Add timeout to SSH queue scan command

Icemole commented 6 months ago

If the SSH key isn't properly set, sisyphus will schedule stacked queue scan commands which will ask for a password. This will lead to subprocess buildup, which eventually crashes the manager with a Too many open files error.

I've also changed the hardcoded 30 second interval for an interval depending on gs.WAIT_PERIOD_BETWEEN_CHECKS, which I find makes more sense. <- Edit: not anymore, see below.

Fix #190.

albertz commented 6 months ago

If the SSH key isn't properly set, sisyphus will schedule stacked queue scan commands which will ask for a password

So you add "-o", "ConnectTimeout" to the SSH command? That seems like a bad workaround to me for this problem.

What about -o BatchMode=yes?

Or -o PasswordAuthentication=no?

albertz commented 6 months ago

... sisyphus will schedule stacked queue scan commands which will ask for a password. This will lead to subprocess buildup, which eventually crashes the manager with a Too many open files error.

Also, I wonder about this. How can this happen? Are there uncleaned zombie procs? Did you check this? I think this is another separate thing you can and should fix.

Edit I just checked. I think p.communicate(..., timeout=...) will actually not kill the proc in case the timeout happened. And when p goes out of scope, Python GC will also not kill the proc. Actually, in Popen.__del__, in case the proc is still alive, there is this logic:

        if self.returncode is None and _active is not None:
            # Child is still running, keep us alive until we can wait on it.
            _active.append(self)

So, it means, if the proc never dies itself, it will always stay alive. To kill it, you must explicitly kill it somewhere, but it seems we never do that?

Btw, if we would just use subprocess.run, it would properly cleanup (kill) the subproc in case of a timeout. So instead of p = subprocess.Popen(...) and then p.communicate, just directly use subprocess.run.

Icemole commented 6 months ago

Btw, if we would just use subprocess.run, it would properly cleanup (kill) the subproc in case of a timeout. So instead of p = subprocess.Popen(...) and then p.communicate, just directly use subprocess.run.

I think that's a much more intuitive solution than what I proposed.

albertz commented 6 months ago

Btw, if we would just use subprocess.run, it would properly cleanup (kill) the subproc in case of a timeout.
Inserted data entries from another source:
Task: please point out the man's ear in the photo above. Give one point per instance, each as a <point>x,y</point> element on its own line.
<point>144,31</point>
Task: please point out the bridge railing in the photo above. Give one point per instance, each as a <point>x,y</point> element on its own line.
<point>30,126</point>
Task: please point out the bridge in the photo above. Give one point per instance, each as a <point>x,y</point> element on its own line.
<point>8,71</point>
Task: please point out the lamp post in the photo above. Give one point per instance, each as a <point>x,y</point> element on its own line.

So instead of p = subprocess.Popen(...) and then p.communicate, just directly use subprocess.run.

I think that's a much more intuitive solution than what I proposed.
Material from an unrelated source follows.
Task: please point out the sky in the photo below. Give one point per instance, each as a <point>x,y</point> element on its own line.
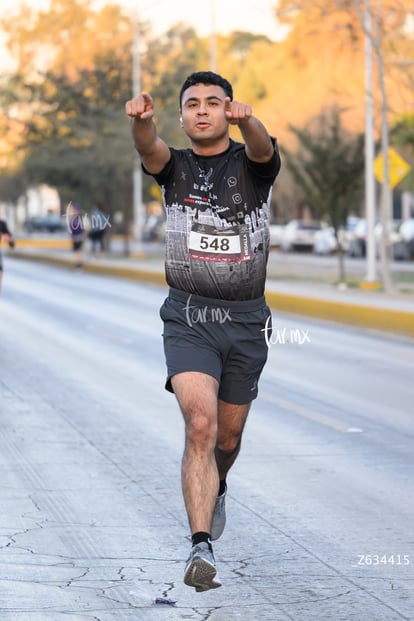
<point>250,15</point>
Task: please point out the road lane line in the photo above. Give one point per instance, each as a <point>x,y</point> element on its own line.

Additionally, I still would add the -o BatchMode=yes or -o PasswordAuthentication=no though. There is no need to wait for the timeout.

albertz commented 6 months ago

Btw, I wonder about similar wrong usages of subprocess.Popen in Sisyphus. There are probably a few. I just checked, it seems like in most of our backend engines, we have it wrong in the same way. Maybe you should apply the same fix for all of them?

Icemole commented 6 months ago

Btw, I wonder about similar wrong usages of subprocess.Popen in Sisyphus. There are probably a few. I just checked, it seems like in most of our backend engines, we have it wrong in the same way. Maybe you should apply the same fix for all of them?

I can do that as well. I actually envisioned joining that code into another common file because some of it is the exact same code, and we would be removing a bit of code duplication.

albertz commented 6 months ago

Btw, I wonder about similar wrong usages of subprocess.Popen in Sisyphus. There are probably a few. I just checked, it seems like in most of our backend engines, we have it wrong in the same way. Maybe you should apply the same fix for all of them?

I can do that as well.

I see the same wrong usage in these files:

aws_batch_engine.py
load_sharing_facility_engine.py
simple_linux_utility_for_resource_management_engine.py
son_of_grid_engine.py

I actually envisioned joining that code into another common file because some of it is the exact same code, and we would be removing a bit of code duplication.

I would not do that for now. It's basically one line of code (subprocess.run). There is not really much code duplication. Moving this one line of code elsewhere would just make it more complicated. Or do you also mean the gateway logic? But in any case, I would not do this here in this PR.

critias commented 6 months ago

I would not do that for now. It's basically one line of code (subprocess.run). There is not really much code duplication. Moving this one line of code elsewhere would just make it more complicated. Or do you also mean the gateway logic? But in any case, I would not do this here in this PR.

I agree with Albert here. And thanks for figuring this out, I didn't realized that the subprocess.Popen process would stay open.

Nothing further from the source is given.